Pub removed wall without permission


A 182-year-old Grade-II listed pub has had a wall removed in the middle of the building without the owners asking for planning permission.

Management of the Trafalgar Tavern in Park Row, East Greenwich – erected in honour of Lord Nelson’s famous naval victory – ripped out the partition to create an open plan room just before Christmas.

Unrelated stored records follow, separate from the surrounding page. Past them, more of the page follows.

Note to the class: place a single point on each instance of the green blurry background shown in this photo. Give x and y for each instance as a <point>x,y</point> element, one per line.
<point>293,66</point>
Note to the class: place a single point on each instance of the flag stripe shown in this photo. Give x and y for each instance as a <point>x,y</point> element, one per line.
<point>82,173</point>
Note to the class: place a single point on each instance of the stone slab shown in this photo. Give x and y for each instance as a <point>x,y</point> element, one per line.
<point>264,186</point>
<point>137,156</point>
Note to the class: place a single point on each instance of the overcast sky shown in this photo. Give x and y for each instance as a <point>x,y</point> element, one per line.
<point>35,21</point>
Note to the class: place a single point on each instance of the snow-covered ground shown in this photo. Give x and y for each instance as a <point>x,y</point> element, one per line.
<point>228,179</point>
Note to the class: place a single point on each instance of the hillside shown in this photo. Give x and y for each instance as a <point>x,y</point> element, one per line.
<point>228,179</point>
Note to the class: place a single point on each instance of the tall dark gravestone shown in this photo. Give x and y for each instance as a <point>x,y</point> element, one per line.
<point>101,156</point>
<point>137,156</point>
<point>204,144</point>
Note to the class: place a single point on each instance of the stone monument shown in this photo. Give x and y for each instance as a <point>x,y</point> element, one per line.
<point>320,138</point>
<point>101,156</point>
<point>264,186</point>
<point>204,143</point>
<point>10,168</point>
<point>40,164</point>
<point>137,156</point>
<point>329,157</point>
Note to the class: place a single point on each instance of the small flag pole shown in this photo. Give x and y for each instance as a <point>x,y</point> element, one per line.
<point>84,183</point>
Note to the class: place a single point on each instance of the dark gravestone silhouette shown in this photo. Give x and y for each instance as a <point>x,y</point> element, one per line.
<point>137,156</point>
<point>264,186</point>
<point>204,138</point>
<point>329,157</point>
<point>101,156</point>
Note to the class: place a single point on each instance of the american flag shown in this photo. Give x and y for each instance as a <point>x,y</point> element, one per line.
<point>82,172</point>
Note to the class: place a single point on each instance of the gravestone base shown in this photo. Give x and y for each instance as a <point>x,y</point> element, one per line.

But the move has infuriated conservationists and residents.

Zachary Osborne, conservation adviser from the Georgian Group, said: “The case is certainly very concerning.

“The recent works, which appear to have involved the removal of original internal subdivisions, have had a significant harmful impact on the character of the building, and the legibility of its original plan form and would certainly have required listed building consent.

“Regardless of whether any of the decorative finishes date to the post-war period, the lack of due process, oversight, and the entirely modern character of the present open-plan arrangement is unacceptable.”

Resident and pub user Chris Hales said he was horrified at the changes.

He said: “I love that pub. It’s a great pub. I wish it hadn’t happened.

“Before Christmas, the middle partition wall was removed and changed into an open plan. “The intricate plasterwork is gone and so is the historic look of nearly 200 years.

“It’s the centre of a heritage site and I’m amazed it could be done. It shouldn’t be done with or without permission. We are eating away at historic parts of Greenwich.”

A Greenwich council spokeswoman said: “Council officials visited the Trafalgar Tavern to identify what works had been carried out.

“Since the visit, our officers have been in communication with the owner and his planning agent, and we are waiting to receive a regularisation application for the work that has been carried out.”

A regularisation application can be made to the council after work is taken out to request permission from the council. Despite repeated requests, management of the pub have failed to make a comment.